Já menos estufada de comida, parti para fechar com chave de ouro. Um passeio de barco pelos canais (€ 12).

A bandeirinha, o canal, uma ponta cheeeeia de bicicletas e uma pergunta: por que a seleção holandesa joga de laranja, se sua bandeira é azul, vermelha e branca???

Cara, tem cisnes e famílias inteiras de patinhos nos canais de Amsterdã, uma cidade com quase 1 milhão de habitantes! Ô primeiro mundo…

Um lindo exemplar de uma casa-barco. Imagine, morar em um barco? Em Amsterdã milhares de pessoas vivem assim.

Do passeio de barco voltei para o albergue para buscar minhas coisas. Fui para o ponto do tram (ou bonde). Fui até a Amstel Station, de onde ANOS-LUZ depois o meu ônibus para Londres saiu. Sim, decidi ir de ônibus pela economia: 1 noite a menos de hotel e menos de € 40. Só não contava com um ônibus sem banheiro (oi, 12h de viagem), uma poltrona desconfortabilíssima, um motorista que passava metade do tempo falando ao celular (AHAM!!! TE JURO!!! NA EUROPA!!!) ou ficava assoviava melodias medonhas. ah, e é claro: não contava com paradas longuíssimas na fronteira com a França e na fronteira com o Reino Unido (coisa de ” raioxizar” todas as malas and stuff). Isso porque só PASSAMOS pela França. Por outro lado, na fronteira com a Bélgica foi tranquilo…

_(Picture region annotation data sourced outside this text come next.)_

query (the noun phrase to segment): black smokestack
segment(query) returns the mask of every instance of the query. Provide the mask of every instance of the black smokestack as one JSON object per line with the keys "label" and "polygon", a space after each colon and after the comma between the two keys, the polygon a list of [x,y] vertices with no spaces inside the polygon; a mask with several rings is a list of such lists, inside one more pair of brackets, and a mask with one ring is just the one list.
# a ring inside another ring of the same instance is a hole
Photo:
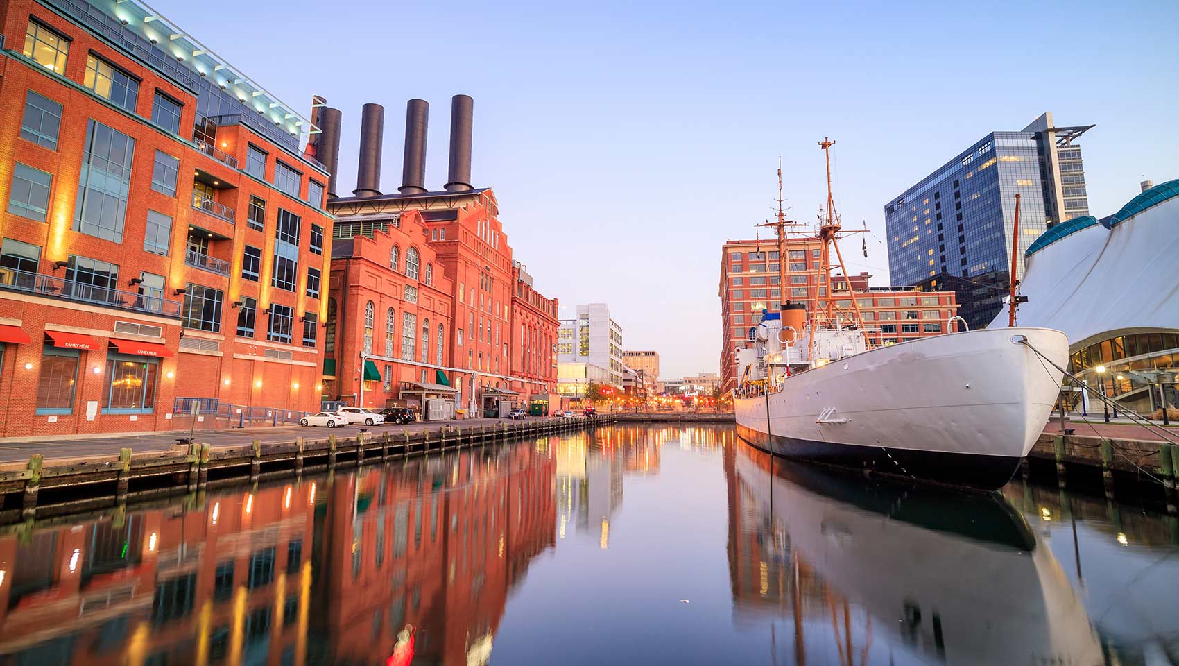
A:
{"label": "black smokestack", "polygon": [[402,194],[426,193],[426,131],[430,105],[424,99],[411,99],[406,105],[406,161],[401,169]]}
{"label": "black smokestack", "polygon": [[325,106],[327,99],[316,97],[311,123],[320,128],[312,140],[312,157],[328,170],[328,197],[336,198],[336,170],[340,167],[340,120],[338,108]]}
{"label": "black smokestack", "polygon": [[470,118],[475,100],[465,94],[450,98],[450,173],[447,192],[470,190]]}
{"label": "black smokestack", "polygon": [[357,197],[381,193],[381,141],[384,139],[384,107],[365,104],[361,110],[361,159],[356,167]]}

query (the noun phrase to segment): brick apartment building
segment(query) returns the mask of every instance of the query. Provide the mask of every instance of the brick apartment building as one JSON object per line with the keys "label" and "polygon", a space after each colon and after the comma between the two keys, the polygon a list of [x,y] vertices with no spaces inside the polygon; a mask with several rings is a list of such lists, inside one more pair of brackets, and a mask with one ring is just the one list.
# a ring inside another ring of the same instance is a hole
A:
{"label": "brick apartment building", "polygon": [[[730,240],[720,249],[720,391],[736,385],[737,350],[749,341],[749,330],[762,321],[762,311],[777,311],[788,301],[804,303],[814,312],[825,295],[819,268],[822,244],[815,238],[786,242],[786,291],[779,284],[782,261],[775,242]],[[953,291],[920,291],[910,286],[869,286],[868,273],[832,276],[836,305],[851,308],[855,298],[868,329],[870,344],[889,344],[956,331],[957,301]]]}
{"label": "brick apartment building", "polygon": [[310,123],[134,0],[9,0],[0,33],[0,436],[316,409]]}
{"label": "brick apartment building", "polygon": [[[553,303],[555,311],[555,302],[536,294],[536,298],[529,297],[535,305],[523,308],[520,303],[513,309],[518,275],[499,219],[499,203],[490,189],[469,183],[472,104],[466,95],[453,100],[449,178],[442,191],[432,192],[424,186],[427,104],[409,101],[403,184],[396,194],[381,193],[380,189],[384,111],[375,104],[364,105],[356,190],[351,197],[331,199],[328,207],[337,228],[369,236],[407,211],[417,211],[424,228],[422,246],[433,251],[452,289],[452,325],[444,331],[447,363],[434,368],[441,371],[435,372],[435,380],[441,383],[446,377],[457,409],[494,416],[509,404],[527,407],[533,395],[551,390],[555,382],[555,371],[549,377],[541,372],[529,377],[526,371],[518,374],[512,361],[513,330],[519,328],[513,311],[544,311],[546,303]],[[529,325],[536,335],[546,332],[544,327],[548,325],[540,316],[526,316],[523,324],[526,335]],[[549,337],[555,339],[555,335]]]}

Mais uma parte termina aqui.

No próximo capítulo: Londres com papi, Glasgow, Edimburgo e Paul Mccartney.

4 comentários sobre “Z’Oropa 2010, parte 2 – Amsterdã

  1. Nossa, que coisa essa casa barco, nunca imaginei! haha

    Pelo menos nesse albergue você deu sorte! e os outros, teve algum perrengue?

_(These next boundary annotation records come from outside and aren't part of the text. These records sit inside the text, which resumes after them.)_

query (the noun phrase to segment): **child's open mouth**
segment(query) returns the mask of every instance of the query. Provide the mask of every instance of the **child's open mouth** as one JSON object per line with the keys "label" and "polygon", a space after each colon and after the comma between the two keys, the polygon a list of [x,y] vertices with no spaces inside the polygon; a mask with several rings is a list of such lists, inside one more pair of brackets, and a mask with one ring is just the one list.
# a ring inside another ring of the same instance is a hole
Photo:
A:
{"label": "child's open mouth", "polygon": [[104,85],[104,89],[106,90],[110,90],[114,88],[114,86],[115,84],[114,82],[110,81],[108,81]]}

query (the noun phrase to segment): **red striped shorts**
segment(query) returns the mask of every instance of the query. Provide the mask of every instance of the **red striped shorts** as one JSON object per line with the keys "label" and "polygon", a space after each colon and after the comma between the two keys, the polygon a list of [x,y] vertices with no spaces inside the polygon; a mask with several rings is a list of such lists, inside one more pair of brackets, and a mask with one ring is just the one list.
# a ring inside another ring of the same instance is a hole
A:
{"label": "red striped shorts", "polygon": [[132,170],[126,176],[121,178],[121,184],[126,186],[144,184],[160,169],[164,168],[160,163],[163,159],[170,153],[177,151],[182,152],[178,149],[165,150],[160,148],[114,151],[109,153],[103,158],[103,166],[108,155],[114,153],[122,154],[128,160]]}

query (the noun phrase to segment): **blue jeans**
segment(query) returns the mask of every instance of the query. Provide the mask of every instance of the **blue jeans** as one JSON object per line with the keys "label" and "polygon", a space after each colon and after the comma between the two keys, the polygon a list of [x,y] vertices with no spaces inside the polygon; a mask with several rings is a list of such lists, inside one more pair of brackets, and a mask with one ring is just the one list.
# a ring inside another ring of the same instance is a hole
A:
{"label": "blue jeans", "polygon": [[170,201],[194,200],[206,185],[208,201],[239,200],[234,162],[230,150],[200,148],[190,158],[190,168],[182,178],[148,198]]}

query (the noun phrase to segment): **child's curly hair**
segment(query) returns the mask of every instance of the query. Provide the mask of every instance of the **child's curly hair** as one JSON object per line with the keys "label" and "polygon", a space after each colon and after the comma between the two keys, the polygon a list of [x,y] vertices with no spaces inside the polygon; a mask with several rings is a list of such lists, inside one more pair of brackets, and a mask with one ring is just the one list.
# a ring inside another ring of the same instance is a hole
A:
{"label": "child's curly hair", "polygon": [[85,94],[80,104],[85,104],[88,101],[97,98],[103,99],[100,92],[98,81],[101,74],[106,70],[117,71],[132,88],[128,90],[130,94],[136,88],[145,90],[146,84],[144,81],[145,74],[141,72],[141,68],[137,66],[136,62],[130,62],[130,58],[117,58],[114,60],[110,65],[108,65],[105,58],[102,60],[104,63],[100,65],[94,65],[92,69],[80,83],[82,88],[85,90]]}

    Me disseram que a cor do uniforme das seleções não são nas cores da badeira e sim nasa cores da federação. (don’t ask me WTH it mean..) mas enfim, vários países tem uniforme da seleção diferente das cores da bandeira.

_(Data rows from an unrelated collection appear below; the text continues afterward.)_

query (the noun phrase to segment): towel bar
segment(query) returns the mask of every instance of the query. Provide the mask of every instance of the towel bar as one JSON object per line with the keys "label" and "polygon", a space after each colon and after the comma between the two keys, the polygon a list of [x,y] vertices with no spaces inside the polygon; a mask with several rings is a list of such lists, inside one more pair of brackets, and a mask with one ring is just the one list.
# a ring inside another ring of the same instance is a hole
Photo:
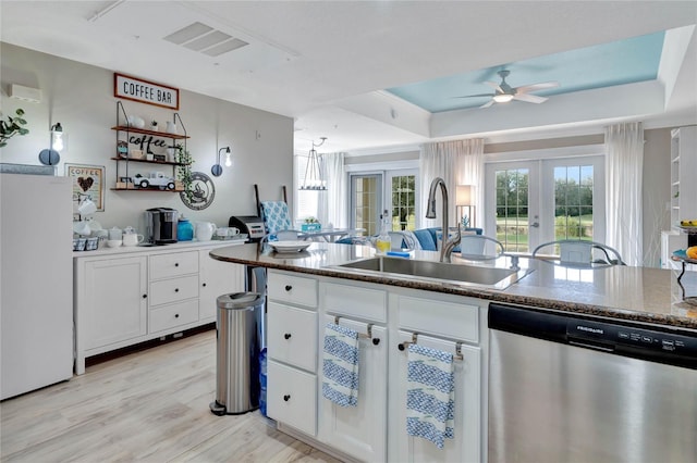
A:
{"label": "towel bar", "polygon": [[[412,333],[412,340],[411,341],[403,341],[400,342],[396,348],[399,350],[404,350],[406,349],[409,345],[415,345],[417,343],[416,340],[418,338],[418,333]],[[462,354],[462,342],[455,342],[455,353],[453,354],[453,360],[465,360],[464,355]]]}
{"label": "towel bar", "polygon": [[[341,318],[341,316],[334,315],[334,325],[339,325],[339,320],[340,318]],[[359,338],[364,338],[364,339],[372,340],[372,343],[375,346],[380,343],[380,339],[379,338],[374,338],[372,337],[372,323],[366,324],[366,331],[368,331],[368,333],[367,334],[366,333],[358,333],[358,337]]]}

    Aguardando a próxima parte da sua jornada!

  2. Amei tua viajem a Amsterdam, gostaria muito de poder conhecer a Europa um dia, treinar meu francês, conhecer pessoas diferentes, me familiarizar com outros lugares…

    Tuas fotografias estão lindas, hahaha, e será mesmo que lá todo mundo é igual à Anna Hickmann? Bem, conheci uma holandesa uma vez, acho que deve ser mesmo…

    Querida, leia o livro da Anne Frank inteiro, vale muito a pena! Sua história não fala apenas sobre um episódio histórico, a Segunda Grande Guerra, o antissemitismo… na verdade, poucas vezes Anne toca nesse ponto em seus escritos. Ela nos dá o relato de sua vida, seu dia a dia, seus sentimentos. Talvez ela fosse até lésbica (afinal teve um dia que sentiu ‘curiosidade’ por uma amiga sua).

    Pena que o mundo seja o que é. Li já o Diário de Anne Frank duas ou três vezes, e me surpreendi ao conhecer a história de Zlata Filipović: as coisas se repetiram, meio século depois. Claro que uma coisa é perseguir um povo por causa da etnia e da cultura (no caso, os judeus), e outra é brigar por territórios (no caso dos sérvios, a querer manter o controle da Bésnia), mas há sim muita coisa que lembra.

    Se ainda não terminastes de ler o Diário de Anne Frank, termina, como eu disse já, vale muito a pena. Tens fotos de lá, do Het Ahterhuis, o seu Anexo secreto, onde ela e sua família ficaram escondidos? É meu sonho conhecer o lugar, não só por ser judeu, já conheci gente que visitou e fiquei com vontade.

  3. Bel disse:

    Ahahahaha! Não andei de bicicleta, (#frustração) mas vi os Van Goghs, no Museu d’Orsay, em Paris!!!!

    O bairro da putaria de Paris é o Pigale, e nós fomos lá com duas crianças (filhos da Geórgia), de 10 e 5 anos. Mas não tinha “vitrine viva”, não! No Mc Donalds do Pigale tava passando vídeo softporno, acredita??? e no como, em vez de “amo muito tudo isso” tinha: “o máximo de prazer”.

    Ansiosa pelo relatório de Londres!